Arıklı, istifamı kabul etmedi, git evde otur dedi. Öyle yaptım, bir süre sonra meseleyi anladım: Mehmet Yılmaz grupta bir buçuk ay kadar kaldıktan sonra yeniden Hürriyet grubuna dönmüştü. O gittikten sonra da ben Aktüel’e tekrar döndüm.Ne var ki sadece 6 kadar sürdü bu dönem. Arıklı, 1994 aralık ayında satış rakamlarından memnun olmadığını söyleyip benden “Sekreter Ayşe’nin okuyacağı dergi”yi yapmamı isteyince kesin olarak ayrıldım Aktüel’den.

1990'lar karanlığının tam ortasındaydık. Gazeteciliği de İstanbul'u da terk edip bir çocuklu, üç kişilik bir aile olarak Ayvalık'a yerleştik.
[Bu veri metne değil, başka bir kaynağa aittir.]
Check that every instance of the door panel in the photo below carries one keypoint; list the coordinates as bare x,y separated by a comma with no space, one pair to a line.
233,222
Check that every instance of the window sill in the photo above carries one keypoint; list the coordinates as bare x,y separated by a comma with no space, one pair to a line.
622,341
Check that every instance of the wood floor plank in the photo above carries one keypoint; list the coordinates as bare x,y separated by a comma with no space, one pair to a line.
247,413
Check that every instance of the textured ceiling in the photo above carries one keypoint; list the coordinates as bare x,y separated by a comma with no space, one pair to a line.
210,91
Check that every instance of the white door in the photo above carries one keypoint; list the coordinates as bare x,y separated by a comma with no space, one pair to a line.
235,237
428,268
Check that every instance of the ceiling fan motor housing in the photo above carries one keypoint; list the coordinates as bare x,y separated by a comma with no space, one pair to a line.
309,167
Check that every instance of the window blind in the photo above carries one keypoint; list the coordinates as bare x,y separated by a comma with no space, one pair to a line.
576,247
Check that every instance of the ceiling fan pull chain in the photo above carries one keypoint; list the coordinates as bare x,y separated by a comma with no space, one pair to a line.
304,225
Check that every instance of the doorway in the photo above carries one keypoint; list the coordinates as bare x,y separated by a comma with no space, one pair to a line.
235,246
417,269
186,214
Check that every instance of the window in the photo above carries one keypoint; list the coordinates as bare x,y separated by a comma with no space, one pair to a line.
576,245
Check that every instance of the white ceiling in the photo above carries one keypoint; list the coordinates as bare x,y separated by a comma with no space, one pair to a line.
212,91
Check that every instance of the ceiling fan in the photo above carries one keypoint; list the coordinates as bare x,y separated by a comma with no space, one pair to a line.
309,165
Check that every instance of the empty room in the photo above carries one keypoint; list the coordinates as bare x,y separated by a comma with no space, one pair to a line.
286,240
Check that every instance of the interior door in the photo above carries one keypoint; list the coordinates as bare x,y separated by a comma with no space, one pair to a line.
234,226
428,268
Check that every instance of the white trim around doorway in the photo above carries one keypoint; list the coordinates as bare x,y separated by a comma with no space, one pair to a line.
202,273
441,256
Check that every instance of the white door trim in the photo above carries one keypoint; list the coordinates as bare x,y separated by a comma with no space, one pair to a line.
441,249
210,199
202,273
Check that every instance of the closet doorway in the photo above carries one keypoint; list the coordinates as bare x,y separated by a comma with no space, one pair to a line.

Dördüncü istifa, 2005'te ikinci kez Aktüel genel yayın yönetmenliği yaparken gerçekleşti... Eski bir Diyanet İşleri başkanının eski bir Ermeni patriğiyle kardeş olduğunun iddia edildiği kapak haberimizin doğru olmadığı ortaya çıktı. "Bir iddiayı yayımlamadan önce, onu doğrulatmak için yapılması gereken her şeyi yapmak" prensibini çiğnemiş, hata etmiştik. Sorumluluğu üzerime alıp istifa ettim.

SON YÖNETİCİLİK TECRÜBEM NOKTA OLDU

Meslek hayatı boyunca, editoryal bağımsızlık gerekçesiyle 4 kez istifa ettiğini belirten Görmüş, Nokta dergisi deneyimini de şöyle anlattı:

"Son yöneticilik tecrübemi Nokta'da (2006-2007) yaşadım. Orada "istifa" yok ama büyük (editoryal) dersler var... 2006 baharında Nokta'nın yeni imtiyaz sahibinin dergiyi yönetmemi istediğini bildiren ortak tanıdığımıza, "Peki" dedim. Görüşmeye giderken neler konuşacağımı belirlemiştim. Ona her şeyden önce, "sahiplikle editoryal sürecin birbirinin içine girmesi" sorununu uzun uzun anlatacak ve ancak bunun dışına çıkabilmiş bir yapıyı kabul ederse çalışabileceğimizi söyleyecektim. Esasen siyasetçi olmak istiyordu, medya patronluğunun da bunun için iyi bir basamak olacağını düşünüyordu.

MUHAFAZAKAR BİR GAZETE DARBE GÜNLÜKLERİ'Nİ YAYIMLAMADI

Anlaştık ve başladık. Eğer patrona karşı editoryal bağımsızlığınızı garanti edememişseniz, siyasi-askerî güç odaklarına karşı da bağımsız davranamazsınız. Mehmet Ali Birand Günlükler'in Nokta'dan önce kendilerine de gittiğini fakat korktukları için yayımlamadıklarını açıklamıştı. Mustafa Balbay ve Metehan Demir de Günlükler'in Nokta'dan önce kendilerine gittiğini fakat yayımlamamaya karar verdiklerini açıkladılar. Günlükler'in muhafazakâr basından en az bir gazeteye gittiğini fakat onların da yayımlamadıklarını biliyoruz. İnkâr durumunda "dedi", "demedi" polemiğine girmemek için isim vermeyeceğim. Belki bir gün onların içinden de bir Birand çıkar!"